WHO’s Dr. Tedros, who yesterday asked officials not to use the word ‘pandemic’, must have been thrilled to hear Morrison’s screed.
Morrison said Australians can still go “to the football match, or the concert” because Australia has “stayed ahead” of the virus. But now it’s time to move onto the next phase, which includes “preparation for the possibility of a much more significant event.”
Over in France, French President Emmanuel Macron said “we have a crisis before us. An epidemic is on its way” during a visit to a Paris hospital where coronavirus patients are being treated. His statement followed reports that 2 have died in France, an elderly Christian tourist and a 60-year-old French national. The Frenchman died earlier this week in Paris at the hospital Macron visited Thursday. The total number of cases in France reached 18 on Wednesday, roughly the same number as neighboring Germany.
Spain detected two more cases on Thursday, bringing the total this week to 14. Neither was connected to Italy, health authorities said. Switzerland confirmed 3 more cases, bringing its total to 4, though Swiss authorities said they’re testing 66 others. In Italy, the number of confirmed cases climbed to 528. Of those, 278 are self-isolating at home, 159 recovered with symptoms in hospital and 37 are in intensive care.
As the AP reminds us, Germany’s health minister said Wednesday that the country was “at the beginning of an epidemic” as authorities in the west tested dozens of people. New cases on Thursday brought Germany’s total to 21.

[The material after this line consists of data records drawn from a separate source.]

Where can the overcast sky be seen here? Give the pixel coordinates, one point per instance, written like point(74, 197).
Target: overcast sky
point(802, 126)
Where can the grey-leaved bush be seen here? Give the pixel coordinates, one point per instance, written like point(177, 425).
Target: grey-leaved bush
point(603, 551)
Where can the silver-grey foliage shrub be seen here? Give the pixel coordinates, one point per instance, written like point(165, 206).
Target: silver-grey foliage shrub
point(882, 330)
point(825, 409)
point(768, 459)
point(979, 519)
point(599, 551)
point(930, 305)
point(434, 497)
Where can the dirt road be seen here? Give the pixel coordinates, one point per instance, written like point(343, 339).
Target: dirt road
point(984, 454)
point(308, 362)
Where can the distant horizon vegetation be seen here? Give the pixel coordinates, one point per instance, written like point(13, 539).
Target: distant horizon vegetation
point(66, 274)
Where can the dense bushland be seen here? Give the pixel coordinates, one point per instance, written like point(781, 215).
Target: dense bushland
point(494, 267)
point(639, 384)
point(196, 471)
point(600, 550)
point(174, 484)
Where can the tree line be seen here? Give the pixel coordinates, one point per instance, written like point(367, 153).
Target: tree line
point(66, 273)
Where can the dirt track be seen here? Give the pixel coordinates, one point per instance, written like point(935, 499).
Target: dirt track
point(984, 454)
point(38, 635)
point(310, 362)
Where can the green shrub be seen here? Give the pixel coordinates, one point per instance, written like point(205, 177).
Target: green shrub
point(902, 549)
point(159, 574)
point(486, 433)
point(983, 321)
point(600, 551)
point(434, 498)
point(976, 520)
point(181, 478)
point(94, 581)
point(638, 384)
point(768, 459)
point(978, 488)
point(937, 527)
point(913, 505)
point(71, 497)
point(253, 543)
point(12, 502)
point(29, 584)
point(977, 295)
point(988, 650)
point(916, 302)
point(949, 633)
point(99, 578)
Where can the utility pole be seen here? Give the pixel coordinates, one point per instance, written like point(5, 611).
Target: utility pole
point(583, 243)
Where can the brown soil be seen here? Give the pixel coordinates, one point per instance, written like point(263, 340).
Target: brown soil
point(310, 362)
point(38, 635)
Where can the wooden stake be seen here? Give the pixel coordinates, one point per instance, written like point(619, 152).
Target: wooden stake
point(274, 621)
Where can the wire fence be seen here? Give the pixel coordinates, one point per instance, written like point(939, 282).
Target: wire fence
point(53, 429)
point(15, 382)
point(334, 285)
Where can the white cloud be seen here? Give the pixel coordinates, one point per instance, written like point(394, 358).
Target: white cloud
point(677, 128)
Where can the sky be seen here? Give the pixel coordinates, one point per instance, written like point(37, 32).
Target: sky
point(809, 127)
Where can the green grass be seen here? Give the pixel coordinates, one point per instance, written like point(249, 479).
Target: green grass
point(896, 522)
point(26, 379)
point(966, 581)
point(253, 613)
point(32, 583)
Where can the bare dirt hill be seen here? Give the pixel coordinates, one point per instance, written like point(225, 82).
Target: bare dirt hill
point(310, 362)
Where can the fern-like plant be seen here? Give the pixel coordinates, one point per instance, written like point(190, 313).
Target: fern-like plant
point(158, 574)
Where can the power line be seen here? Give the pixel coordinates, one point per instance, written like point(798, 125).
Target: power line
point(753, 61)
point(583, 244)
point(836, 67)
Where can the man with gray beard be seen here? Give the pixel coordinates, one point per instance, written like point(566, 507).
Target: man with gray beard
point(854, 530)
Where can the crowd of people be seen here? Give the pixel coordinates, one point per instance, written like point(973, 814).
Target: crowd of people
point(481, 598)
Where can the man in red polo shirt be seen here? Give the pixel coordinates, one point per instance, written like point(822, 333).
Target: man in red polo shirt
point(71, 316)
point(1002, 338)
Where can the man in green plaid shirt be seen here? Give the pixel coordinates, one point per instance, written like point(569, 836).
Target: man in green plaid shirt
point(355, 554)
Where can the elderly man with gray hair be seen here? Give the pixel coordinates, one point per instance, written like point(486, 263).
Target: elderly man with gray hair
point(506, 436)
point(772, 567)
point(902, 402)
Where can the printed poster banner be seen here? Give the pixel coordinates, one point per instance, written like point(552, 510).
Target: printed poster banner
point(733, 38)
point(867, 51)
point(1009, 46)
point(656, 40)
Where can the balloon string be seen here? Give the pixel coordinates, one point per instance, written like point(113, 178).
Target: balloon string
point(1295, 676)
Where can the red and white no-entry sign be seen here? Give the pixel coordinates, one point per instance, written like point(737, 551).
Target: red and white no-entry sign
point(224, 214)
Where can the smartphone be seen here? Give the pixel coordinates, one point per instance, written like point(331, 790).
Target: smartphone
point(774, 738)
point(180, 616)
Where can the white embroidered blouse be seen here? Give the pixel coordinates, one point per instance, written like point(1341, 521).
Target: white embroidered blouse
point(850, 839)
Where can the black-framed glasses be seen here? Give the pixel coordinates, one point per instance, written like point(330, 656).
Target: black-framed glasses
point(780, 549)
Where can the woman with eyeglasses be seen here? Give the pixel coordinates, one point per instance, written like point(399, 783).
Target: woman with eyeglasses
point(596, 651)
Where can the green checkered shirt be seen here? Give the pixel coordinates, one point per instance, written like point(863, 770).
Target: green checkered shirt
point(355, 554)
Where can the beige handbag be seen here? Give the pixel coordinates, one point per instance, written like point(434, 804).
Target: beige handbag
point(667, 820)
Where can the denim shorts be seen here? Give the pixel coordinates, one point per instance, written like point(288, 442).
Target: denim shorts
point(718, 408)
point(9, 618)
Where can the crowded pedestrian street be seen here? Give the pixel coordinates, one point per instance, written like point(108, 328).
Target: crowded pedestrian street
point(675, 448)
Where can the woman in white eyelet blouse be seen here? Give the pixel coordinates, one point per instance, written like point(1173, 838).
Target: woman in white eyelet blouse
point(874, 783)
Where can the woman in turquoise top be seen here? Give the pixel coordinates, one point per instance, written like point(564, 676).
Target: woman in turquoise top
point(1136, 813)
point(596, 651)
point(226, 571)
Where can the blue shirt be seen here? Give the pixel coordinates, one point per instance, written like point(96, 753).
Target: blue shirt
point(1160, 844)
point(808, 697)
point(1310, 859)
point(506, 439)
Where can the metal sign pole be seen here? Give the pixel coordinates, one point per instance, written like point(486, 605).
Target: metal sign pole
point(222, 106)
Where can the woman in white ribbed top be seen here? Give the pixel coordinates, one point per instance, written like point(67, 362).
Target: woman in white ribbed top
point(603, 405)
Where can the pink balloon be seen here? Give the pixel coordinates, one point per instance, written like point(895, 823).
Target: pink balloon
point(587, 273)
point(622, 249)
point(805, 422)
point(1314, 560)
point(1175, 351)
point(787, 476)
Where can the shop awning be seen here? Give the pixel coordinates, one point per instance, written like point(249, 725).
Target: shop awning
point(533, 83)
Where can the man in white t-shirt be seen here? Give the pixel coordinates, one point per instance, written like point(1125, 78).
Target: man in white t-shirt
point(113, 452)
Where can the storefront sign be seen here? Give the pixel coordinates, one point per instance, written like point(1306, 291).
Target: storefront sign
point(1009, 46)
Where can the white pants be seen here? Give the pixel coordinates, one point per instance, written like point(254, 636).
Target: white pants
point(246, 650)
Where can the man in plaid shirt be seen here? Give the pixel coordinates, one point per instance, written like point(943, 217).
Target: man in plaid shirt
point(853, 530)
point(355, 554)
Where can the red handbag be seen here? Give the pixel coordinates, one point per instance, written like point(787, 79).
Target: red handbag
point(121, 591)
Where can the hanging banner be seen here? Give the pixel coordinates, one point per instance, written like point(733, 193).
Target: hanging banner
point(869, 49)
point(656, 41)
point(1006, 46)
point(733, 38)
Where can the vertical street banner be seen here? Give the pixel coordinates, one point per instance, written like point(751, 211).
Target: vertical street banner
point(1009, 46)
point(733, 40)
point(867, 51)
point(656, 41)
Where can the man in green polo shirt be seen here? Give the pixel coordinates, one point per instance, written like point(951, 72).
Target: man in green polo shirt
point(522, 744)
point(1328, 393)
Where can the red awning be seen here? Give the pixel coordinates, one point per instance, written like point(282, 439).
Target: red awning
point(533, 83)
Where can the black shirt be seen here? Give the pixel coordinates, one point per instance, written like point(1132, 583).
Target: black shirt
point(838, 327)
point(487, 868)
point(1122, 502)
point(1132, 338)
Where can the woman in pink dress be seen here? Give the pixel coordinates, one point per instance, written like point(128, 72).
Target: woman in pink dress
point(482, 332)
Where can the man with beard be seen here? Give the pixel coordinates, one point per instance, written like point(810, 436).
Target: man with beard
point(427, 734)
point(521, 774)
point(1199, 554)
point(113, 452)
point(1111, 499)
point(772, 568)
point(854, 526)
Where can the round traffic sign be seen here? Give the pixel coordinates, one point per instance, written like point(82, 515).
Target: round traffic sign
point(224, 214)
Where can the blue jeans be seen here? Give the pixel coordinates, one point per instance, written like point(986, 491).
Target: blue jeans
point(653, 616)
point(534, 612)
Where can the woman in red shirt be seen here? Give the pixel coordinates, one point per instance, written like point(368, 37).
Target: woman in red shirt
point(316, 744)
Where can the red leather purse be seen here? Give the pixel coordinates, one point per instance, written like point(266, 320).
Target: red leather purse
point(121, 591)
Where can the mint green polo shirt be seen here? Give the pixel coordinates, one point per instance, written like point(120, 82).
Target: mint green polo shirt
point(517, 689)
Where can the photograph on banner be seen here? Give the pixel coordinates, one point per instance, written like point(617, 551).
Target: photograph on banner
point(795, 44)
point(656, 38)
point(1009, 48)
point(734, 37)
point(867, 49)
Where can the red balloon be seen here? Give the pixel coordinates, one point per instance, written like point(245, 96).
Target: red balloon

Two new cases confirmed in the UK on Thursday raised the total to 15. A primary school in Buxton was forced to close for “a deep clean” after a parent of one of the students tested positive for the virus.
The EU Commission doubled-down on its anti-border-closure position, saying no EU country wants to close internal borders. Meanwhile, the FT reports that EU officials are weighing the risks of clusters of Italian-style outbreaks surface across the continent.
What will it take for the EU to acknowledge that border closures might be necessary?